Middle Man Unlimited

Times of India 22-3-2001

In all the debates on the Tehelka tapes , the role of the middleman in arms marketing and their modus operandi have not received adequate attention. Given that mystery surrounds their work style, it is but inevitable that incorrect accusations should be bandied about. The middleman is retained by armament firms in India not only to facilitate actual deals but also to generate the market. Indeed, armament firms finance not only most of defence technical journals in the world but also a number of think-tanks of the West. When details of arms transfers are published, it is not the result of any investigative reporting or intelligence operation, but information made available by armament firms to stimulate arms purchases by countries which feel threatened as neighbors of the fist recipient weapons. Similarly, articles comparing performance characteristics of weapons are often based on information supplied by armament firms to promote their own sales and to run down the products and systems of the competitors. This background should help place in context the information war currently being waged in our media on the pros an cons of different armament systems. Unfortunate as this is, armament firms use journalists, civil servants, ex-service officers and even serving officers in uniform and often without their knowledge. Information could be leaked uniform to a reporter about defects in a weapon system – whether being evaluated or already purchased – through the medium of a middle-level serving officer. The reliability of the source makes the story seem sound. This is what happened with the Bofors system. The underlying idea was that the exposure would lead to blacklisting of the Bofors gun, thus opening the doors to other armament suppliers. A few very senior retired officers too could have been enlisted in this effort. 

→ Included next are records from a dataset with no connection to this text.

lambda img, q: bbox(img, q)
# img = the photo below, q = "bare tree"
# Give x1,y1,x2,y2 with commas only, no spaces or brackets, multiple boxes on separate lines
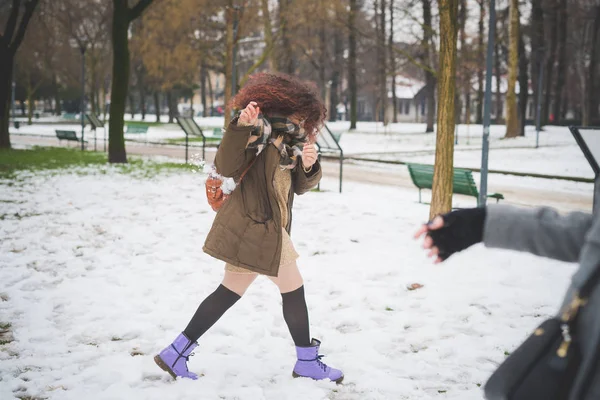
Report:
429,0,458,218
0,0,39,149
108,0,153,163
504,0,516,138
348,0,359,129
421,0,436,132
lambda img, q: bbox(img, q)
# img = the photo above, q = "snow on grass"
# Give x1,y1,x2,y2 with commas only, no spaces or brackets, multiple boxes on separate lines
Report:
0,167,574,400
11,117,593,178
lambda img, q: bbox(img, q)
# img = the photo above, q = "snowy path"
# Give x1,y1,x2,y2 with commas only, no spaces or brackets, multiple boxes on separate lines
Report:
11,135,593,216
0,168,574,400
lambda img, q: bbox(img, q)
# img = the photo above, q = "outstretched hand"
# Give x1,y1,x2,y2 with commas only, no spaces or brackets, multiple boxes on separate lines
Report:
239,101,260,126
302,143,318,169
415,207,486,263
415,215,444,264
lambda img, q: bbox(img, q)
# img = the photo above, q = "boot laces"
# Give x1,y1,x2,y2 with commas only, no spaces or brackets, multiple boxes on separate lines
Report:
315,354,327,372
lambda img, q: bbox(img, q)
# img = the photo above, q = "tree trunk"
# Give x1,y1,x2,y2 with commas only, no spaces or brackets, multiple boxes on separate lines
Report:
154,90,160,122
167,90,175,124
388,0,398,123
190,88,194,118
108,0,134,163
0,0,39,149
348,0,358,129
27,85,35,125
421,0,436,133
52,73,62,115
552,0,569,122
260,0,277,72
530,0,545,125
377,0,388,126
127,93,135,121
319,2,329,101
475,0,485,124
519,30,529,136
329,29,344,121
137,66,146,121
504,0,526,138
583,6,600,126
206,74,215,117
224,0,235,126
456,0,471,124
0,48,14,149
429,0,458,218
279,0,296,75
494,23,504,124
200,61,208,117
542,0,557,125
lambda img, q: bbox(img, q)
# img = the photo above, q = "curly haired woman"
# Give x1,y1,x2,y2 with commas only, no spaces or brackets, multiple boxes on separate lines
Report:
154,73,344,383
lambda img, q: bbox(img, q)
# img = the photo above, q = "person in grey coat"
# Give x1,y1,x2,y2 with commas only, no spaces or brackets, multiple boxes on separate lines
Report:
415,200,600,400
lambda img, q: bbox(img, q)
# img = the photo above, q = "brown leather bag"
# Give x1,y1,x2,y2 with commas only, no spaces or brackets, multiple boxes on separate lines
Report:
205,160,256,211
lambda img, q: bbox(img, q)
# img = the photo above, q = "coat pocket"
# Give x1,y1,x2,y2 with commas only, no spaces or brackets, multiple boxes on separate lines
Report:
238,220,281,271
239,176,273,223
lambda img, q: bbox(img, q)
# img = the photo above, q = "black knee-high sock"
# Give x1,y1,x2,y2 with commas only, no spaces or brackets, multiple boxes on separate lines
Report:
281,286,311,347
183,285,240,342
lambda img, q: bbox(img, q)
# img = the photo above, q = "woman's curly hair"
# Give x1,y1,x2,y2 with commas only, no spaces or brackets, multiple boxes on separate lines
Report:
231,72,327,138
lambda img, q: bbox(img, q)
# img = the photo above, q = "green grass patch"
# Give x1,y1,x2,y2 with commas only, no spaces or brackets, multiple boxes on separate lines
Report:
125,121,177,127
0,147,107,177
166,136,221,144
0,147,197,179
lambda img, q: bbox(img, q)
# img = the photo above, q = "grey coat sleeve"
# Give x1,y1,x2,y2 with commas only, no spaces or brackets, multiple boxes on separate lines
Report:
483,205,592,262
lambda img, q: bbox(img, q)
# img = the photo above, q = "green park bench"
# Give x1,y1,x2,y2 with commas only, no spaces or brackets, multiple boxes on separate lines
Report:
125,124,148,134
406,164,504,205
55,129,87,143
211,128,223,139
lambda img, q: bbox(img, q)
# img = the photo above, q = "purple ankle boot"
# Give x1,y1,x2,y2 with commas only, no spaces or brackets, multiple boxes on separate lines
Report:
154,333,198,380
292,339,344,383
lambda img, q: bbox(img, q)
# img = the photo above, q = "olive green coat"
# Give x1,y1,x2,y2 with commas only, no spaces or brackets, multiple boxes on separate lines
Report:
203,123,321,276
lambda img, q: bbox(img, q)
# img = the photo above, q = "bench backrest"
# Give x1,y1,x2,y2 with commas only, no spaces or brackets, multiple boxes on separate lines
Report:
407,164,479,197
213,128,223,138
63,113,77,119
85,113,104,129
56,129,79,141
125,125,148,133
177,117,204,137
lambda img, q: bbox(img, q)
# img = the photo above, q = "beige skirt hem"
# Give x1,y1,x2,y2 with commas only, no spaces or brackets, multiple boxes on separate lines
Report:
225,228,300,274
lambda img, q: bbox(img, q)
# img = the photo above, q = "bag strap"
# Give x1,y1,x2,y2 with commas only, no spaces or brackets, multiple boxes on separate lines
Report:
578,265,600,297
238,157,258,185
561,265,600,325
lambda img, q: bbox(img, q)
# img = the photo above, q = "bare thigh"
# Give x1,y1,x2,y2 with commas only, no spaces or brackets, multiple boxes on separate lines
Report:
221,271,258,296
269,261,304,293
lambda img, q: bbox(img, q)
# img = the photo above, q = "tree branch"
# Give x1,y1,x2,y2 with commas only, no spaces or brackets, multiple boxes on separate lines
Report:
3,0,21,47
9,0,39,55
129,0,153,22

The western armament firms which have very sophisticated information warfare capabilities on arms sales have a basic interest in targeting Russia and Israel since they have emerged as the two leading arms suppliers to India. Their campaigns may not be restricted to any one system but could cover a broad front. The British aerospace has an interest in ensuring that India does not consider alternative trainer aircraft. Similarly, western firms are bound to plant stores that the Russian ammunition was substandard. The conduits are some serving officers who will share any information for a price. Major system procurement decisions are not taken at levels below that of a Lt-General or equivalent. However, armament firms cultivate officers at the medium level in the expectation that they would go up to influential levels or at least have access to files. These are all part of the general campaign of armament firms and the middlemen are their field commanders. One arms agent rose to be within the closest circle of advisers of prime minister Morarji desai and another was a family friend of the prime minister. The armament firms  are also likely to make contributions to the political parties as part of their market stimulation tactics. Their investments in out politicians may not always be linked to a particular purchase. Often, these are in the nature of a future market promotional venture. Clearly, the time has come for some rational action here, including perhaps a move to legalize middlemen, so they act through proper channels.